À Saint-Laurent-du-Maroni, justement, tout commence – ou tout s’achève. La ville est devenue un carrefour stratégique pour les « mules » venues du Brésil, payées quelques centaines d’euros pour ingérer des capsules de drogue qu’elles évacuent dans un squat ou sur une piste clandestine. À l’aéroport de Cayenne Félix-Éboué, les contrôles se sont intensifiés, mais les filières s’adaptent. Les services estiment qu’un passager sur trois des vols à destination de Paris transporte de la cocaïne. Chaque semaine, plusieurs passent entre les mailles. D’autres sont interceptés. Et finissent dans un système judiciaire au bord de la rupture.
« Ce n’est pas qu’une question de justice, c’est aussi une question de souveraineté »
Le centre pénitentiaire de Rémire-Montjoly, seul établissement carcéral de la région, déborde. Construit pour accueillir 500 détenus, il en héberge près du double. Les cellules prévues pour deux en contiennent parfois quatre. Le personnel est épuisé, les tensions permanentes. À l’image d’une justice à flux tendu, prise dans l’urgence, sans souffle ni moyens. Et comme toujours dans ces zones grises, les plus vulnérables trinquent. Les mineurs livrés à eux-mêmes. Les familles harcelées par les bandes. Les habitants des quartiers populaires, otages d’un territoire où l’État ne fait plus peur. La Charbonnière, Grand-Santi, Matoury : autant de noms qui, pour les Guyanais, ne riment plus avec exil ou aventure, mais avec insécurité et abandon.
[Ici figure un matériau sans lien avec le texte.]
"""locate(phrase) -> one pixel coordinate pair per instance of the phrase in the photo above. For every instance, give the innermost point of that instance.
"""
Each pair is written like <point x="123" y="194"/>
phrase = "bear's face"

C’est ce terreau que les narcotrafiquants exploitent. L’orpaillage illégal, au cœur de la forêt, nourrit des réseaux mêlant exploitation humaine, contrebande et blanchiment. Les filières criminelles, elles, mutent, s’adaptent, professionnalisent leurs flux. La Guyane devient leur plateforme logistique vers l’Europe. Les chefs sont loin, planqués à l’étranger. Mais les relais, eux, sont ici – en chair, en os, et souvent armés. Et c’est précisément ceux-là que vise la prison annoncée par Gérald Darmanin. « Ce n’est pas qu’une question de justice, c’est aussi une question de souveraineté », tranche-t-il. En d’autres termes : sans bras armé, sans menace concrète, sans capacité à punir vite et fort, l’État ne pèse plus rien.
Une priorité absolue
Depuis sa nomination Place Vendôme, Gérald Darmanin a fixé son cap : le narcotrafic est une guerre. Et il entend la mener comme telle. « Depuis que je suis ministre de la Justice, j’ai fait de la lutte contre le narcotrafic une priorité absolue. C’est un fléau qui déstabilise le monde, alimente la violence, gangrène nos institutions. Je n’ai qu’un cap : taper fort, taper juste, et taper partout », affirme-t-il. Voilà déjà une méthode. Loin des discours abstraits, le ministre d’État avance carte en main : notes de renseignement, schémas logistiques, profils ciblés. Et une idée simple : frapper les têtes de réseau là où ça fait mal – au contrôle du territoire et à la mécanique carcérale.
Première cible : les quartiers de haute sécurité. Le ministre ne veut plus que les grands noms du narco séjournent dans des prisons classiques. Il exige leur transfert dans des unités ultrasécurisées, souvent à l’isolement, sous surveillance renforcée. Plusieurs dizaines de profils ont déjà été discrètement redéployés vers des établissements comme Condé-sur-Sarthe ou Vendin-le-Vieil.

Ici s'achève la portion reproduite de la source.